В дверях он еще раз окинул взглядом Федора:
— Как вы выросли, однако. Ни за что не узнал бы.
— А я вас узнал сразу. Вижу — тоже пришлось хлебнуть.
— Хлебал я и в финскую и в эту… Как только начинал преподавать, — война, надевай гимнастерку… До свидания. Нисколько не сомневаюсь, что еще увидимся… Вы бы поработали там, дома, — пописали этюды, порисовали…
Он кивнул и торопливо зашагал по коридору — одно плечо опущено, другое вздернуто.
Федор оглянулся: просторная светлая мастерская, мольберты в беспорядке, старые холсты прислонены к стене изнанкой наружу, на широком шкафу — пыльные рулоны бумаги, из-за них торчат гипсовые макушки. Где-то здесь…
Он летел по улице.
Дребезжащие трамваи, толпящиеся на перекрестках машины, размякший асфальт, просторные витрины магазинов с фальшивой колбасой и разукрашенными окороками нз папье-маше, разомлевшая от жары, но деловитая, не утерявшая энергии людская толпа. До свидания, Москва. Скоро встретимся, скоро побратаемся, быть может, на всю жизнь. До скорого свидания, только отвешу поклон родной Матёре.

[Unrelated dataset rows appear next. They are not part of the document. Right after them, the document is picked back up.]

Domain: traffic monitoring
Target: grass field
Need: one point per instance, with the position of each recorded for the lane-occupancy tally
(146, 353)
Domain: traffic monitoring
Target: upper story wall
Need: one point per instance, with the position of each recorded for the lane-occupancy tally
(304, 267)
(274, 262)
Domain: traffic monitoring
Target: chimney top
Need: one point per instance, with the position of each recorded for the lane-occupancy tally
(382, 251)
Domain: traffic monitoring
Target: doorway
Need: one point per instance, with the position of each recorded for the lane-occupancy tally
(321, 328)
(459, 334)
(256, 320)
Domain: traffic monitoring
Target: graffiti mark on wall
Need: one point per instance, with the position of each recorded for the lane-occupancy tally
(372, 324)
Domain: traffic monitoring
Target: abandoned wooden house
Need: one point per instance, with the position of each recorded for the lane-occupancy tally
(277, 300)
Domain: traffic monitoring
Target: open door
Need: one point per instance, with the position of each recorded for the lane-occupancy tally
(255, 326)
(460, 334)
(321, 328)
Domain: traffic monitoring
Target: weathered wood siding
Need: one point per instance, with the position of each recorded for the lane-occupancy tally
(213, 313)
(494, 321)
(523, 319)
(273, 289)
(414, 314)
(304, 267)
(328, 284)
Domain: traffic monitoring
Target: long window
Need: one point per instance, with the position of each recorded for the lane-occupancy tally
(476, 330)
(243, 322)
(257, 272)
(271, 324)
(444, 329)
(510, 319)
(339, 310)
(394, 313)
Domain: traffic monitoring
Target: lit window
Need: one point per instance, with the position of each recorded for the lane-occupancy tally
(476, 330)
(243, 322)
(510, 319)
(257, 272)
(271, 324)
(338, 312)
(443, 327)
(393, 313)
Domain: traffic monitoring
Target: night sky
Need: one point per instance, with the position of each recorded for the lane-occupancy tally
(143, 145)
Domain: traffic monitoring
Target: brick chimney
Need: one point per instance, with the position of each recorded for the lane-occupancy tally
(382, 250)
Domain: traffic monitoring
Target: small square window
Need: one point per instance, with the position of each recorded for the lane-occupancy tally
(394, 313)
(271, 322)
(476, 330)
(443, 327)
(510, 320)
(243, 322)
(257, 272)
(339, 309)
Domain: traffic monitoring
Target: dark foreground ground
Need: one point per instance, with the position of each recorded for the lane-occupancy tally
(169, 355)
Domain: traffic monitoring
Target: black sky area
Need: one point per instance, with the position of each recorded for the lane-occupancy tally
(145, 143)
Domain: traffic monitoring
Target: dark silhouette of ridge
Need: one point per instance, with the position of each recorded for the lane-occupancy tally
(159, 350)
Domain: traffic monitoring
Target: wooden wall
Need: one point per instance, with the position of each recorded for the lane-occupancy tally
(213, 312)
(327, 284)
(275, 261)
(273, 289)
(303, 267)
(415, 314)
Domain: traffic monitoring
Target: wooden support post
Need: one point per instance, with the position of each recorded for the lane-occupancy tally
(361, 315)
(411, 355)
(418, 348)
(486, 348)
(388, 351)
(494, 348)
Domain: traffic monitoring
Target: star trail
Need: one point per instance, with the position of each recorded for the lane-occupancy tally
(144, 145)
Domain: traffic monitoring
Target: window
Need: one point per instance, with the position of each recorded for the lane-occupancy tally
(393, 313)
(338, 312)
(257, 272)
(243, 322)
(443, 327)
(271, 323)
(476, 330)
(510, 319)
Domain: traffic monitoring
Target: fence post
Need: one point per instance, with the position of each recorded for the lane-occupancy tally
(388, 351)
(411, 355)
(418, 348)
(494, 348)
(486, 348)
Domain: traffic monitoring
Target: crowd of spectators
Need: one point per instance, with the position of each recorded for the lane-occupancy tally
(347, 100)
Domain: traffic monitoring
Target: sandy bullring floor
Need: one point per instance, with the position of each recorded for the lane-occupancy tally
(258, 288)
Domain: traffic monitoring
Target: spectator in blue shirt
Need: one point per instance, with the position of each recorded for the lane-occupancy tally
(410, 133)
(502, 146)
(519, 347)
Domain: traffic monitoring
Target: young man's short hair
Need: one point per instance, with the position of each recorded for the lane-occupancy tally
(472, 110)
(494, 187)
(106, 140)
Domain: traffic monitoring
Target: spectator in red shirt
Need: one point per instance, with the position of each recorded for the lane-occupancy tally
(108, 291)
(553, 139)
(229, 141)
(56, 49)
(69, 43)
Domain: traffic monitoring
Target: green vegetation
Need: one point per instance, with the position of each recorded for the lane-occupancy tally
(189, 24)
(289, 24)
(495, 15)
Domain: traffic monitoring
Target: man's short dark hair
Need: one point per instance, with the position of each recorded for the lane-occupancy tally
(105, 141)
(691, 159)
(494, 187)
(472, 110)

Круглый мир для Федора делился на две половины: Матёра и все остальное.
Москва с переполненными вокзалами, с плавящимися на солнце асфальтовыми площадями, с ее Третьяковкой, с ее институтом — и омуток на Уждалице, за бродом. Плавящиеся под солнцем площади — и матово серебрящаяся листва ивняка и черпая, тянущая к себе неразгаданной тайной вода. Внизу, у самого дна, эта вода холодная до ломоты, там прибежище сонных лещей. Омуток прославлен деревенскими сказками о водяном, которому «где и жить, как не там», о щуке, хватающей уток, о попе Гаврюхе, много лет назад спутавшемся с водяным и утонувшем в омуте.
Степи, опаленные, бесконечные, обжитые и политые кровью, памятные теперь Федору на всю жизнь… Но еще более памятен ему взлобок сразу за задворками. С него первого сходит весной снег, он первым прогревается солнцем, и, когда цветет черемуха, там можно лежать прямо на земле. Лежать и видеть над собой пену черемухового цвета, дышать бодрым черемуховым запахом. Родной запах, им от околицы до околицы пропитывается вся весенняя Матёра.
Европа и Матёра… Европа — маленькие города, которые не тронула война, — острые черепичные крыши, умытые окна. Они, эти города, похожи друг на друга, как новые деревянные ложки. Прокалывают небо острые шпили протестантских храмов, они темны, от них веет суровыми веками, они вызывают такое же уважение, как старинная книга с пожелтевшими страницами — читать не захочешь, а, почтительно полистаешь. Вот оно — прошлое древней Европы… А разве меньше напоминает Федору о прошлом старый, осевший въезд на поветь? Он сколочен из темных бревен, многие прогнили, в пазах между бревнами растет трава, и давно уже на него не ступало копыто лошади, не стучали по нему колеса телег. Он — памятник, деды и прадеды Федьки Матёрина, махая вожжами, подымали на поветь возы с сеном. И, наверно, радовались, что сенокос хорош, что управились до дождей, что скот зимой будет сыт. Просто радовались запаху сена и жизни.